Nelle intenzioni di Tindall e soci dovrebbero aumentare i ricavi e la visibilità grazie ad un prodotto fortemente orientato all’intrattenimento, vendibile su piattaforme digitali. Un tema non meno importante è quello dell’equità di genere.

La creazione di una lega non solo maschile potrebbe elevare il profilo del rugby femminile, ancora fermo ad uno status non del tutto professionistico.

E poi c’è la questione che riguarda il benessere dei giocatori: un calendario ridotto significa meno stress fisico, carriera più lunga e maggiore sviluppo del brand personale.

L’elemento più significativo rimane il denaro. Gli investimenti preannunciati sono di peso e l’interesse da parte di gruppi legati a Premier League, Formula 1, NFL (si parla di Fenway Sports Group, Glazer e Red Bull), porterebbe in dote anche un forte know-how in termini di marketing ed internazionalizzazione d’impresa.
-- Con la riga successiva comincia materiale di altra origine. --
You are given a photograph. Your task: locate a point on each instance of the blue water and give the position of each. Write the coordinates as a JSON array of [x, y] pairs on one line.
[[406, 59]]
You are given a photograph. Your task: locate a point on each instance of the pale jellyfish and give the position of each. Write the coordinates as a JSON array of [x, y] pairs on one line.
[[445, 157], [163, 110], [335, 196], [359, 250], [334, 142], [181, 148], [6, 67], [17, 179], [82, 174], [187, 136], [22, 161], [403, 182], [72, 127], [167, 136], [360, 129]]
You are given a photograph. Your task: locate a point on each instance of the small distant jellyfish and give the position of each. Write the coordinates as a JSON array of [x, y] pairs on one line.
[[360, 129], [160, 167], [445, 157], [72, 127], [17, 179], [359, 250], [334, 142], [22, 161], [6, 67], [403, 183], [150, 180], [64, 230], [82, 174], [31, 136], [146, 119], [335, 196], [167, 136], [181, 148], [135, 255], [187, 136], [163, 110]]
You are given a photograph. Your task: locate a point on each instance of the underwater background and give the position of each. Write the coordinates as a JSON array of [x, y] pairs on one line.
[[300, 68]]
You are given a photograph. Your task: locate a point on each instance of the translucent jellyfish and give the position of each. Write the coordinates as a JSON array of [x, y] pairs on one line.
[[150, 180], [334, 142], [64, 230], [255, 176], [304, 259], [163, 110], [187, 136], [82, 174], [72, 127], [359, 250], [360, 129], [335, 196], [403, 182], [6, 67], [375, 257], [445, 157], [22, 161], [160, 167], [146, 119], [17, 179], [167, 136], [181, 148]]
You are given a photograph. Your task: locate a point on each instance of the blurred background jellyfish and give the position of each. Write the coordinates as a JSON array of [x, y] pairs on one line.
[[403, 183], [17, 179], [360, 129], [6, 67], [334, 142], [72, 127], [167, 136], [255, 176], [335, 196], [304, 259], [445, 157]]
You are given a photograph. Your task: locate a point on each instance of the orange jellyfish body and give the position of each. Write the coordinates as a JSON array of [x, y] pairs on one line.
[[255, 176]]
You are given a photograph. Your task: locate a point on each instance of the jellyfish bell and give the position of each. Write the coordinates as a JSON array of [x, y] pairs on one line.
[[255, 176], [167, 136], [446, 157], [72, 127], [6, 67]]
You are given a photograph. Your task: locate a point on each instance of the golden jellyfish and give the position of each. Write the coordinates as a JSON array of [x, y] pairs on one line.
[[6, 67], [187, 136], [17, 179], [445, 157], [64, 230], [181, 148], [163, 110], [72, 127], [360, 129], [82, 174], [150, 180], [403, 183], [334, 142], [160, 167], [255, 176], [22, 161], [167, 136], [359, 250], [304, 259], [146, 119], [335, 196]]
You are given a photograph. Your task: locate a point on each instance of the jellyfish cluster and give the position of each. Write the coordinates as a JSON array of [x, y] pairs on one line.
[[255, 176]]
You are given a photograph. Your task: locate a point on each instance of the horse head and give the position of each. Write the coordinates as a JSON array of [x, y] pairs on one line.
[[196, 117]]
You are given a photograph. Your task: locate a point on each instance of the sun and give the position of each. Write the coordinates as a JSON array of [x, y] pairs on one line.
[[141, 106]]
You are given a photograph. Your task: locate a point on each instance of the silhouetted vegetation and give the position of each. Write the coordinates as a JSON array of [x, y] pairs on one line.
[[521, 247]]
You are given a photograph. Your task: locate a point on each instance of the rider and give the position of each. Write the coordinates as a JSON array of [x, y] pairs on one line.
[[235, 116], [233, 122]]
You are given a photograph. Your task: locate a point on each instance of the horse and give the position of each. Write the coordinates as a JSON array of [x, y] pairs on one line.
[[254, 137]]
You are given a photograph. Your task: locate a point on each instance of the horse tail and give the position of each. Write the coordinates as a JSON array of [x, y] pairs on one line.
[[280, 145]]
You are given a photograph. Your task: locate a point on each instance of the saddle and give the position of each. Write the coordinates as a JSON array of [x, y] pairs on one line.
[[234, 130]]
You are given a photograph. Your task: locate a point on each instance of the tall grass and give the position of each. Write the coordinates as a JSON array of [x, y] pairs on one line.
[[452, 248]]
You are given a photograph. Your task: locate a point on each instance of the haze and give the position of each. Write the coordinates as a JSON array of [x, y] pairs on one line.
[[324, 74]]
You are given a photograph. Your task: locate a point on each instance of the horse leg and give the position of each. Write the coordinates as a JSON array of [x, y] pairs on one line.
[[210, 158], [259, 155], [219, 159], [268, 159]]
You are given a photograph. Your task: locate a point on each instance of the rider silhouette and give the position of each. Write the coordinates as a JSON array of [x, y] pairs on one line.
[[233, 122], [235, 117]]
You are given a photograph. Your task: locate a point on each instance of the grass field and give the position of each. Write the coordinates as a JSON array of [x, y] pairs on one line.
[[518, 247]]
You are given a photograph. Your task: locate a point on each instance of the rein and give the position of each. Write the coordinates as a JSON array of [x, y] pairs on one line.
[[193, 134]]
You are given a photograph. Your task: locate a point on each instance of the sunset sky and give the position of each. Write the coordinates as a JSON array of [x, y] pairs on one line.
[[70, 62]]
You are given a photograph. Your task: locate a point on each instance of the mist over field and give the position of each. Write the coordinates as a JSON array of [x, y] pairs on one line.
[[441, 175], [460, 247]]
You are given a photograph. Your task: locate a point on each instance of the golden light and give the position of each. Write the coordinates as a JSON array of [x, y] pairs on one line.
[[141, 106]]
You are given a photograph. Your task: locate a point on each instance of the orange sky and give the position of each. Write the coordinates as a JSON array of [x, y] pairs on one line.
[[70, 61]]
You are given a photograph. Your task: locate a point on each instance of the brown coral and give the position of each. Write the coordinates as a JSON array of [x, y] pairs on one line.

Fondi privati e dell’Arabia Saudita sarebbero pronti a supportare finanziariamente l’operazione.

Le preoccupazioni degli organismi ufficiali

World Rugby, attraverso il CEO Alan Gilpin, ha richiamato l’attenzione sul valore del test rugby. Il dirigente ha fatto intendere che non c’è molto spazio di trattativa: qualsiasi lega deve garantire che i giocatori possano partecipare alle partite internazionali, in linea con la Regulation 9.

Premiership Rugby e TNT Sports hanno definito R360 come “deludente e insostenibile”. Il gruppo televisivo ha già rifiutato la copertura mediatica, mentre la Premiership difende il suo modello, con affluenza, audience e profitto in crescita.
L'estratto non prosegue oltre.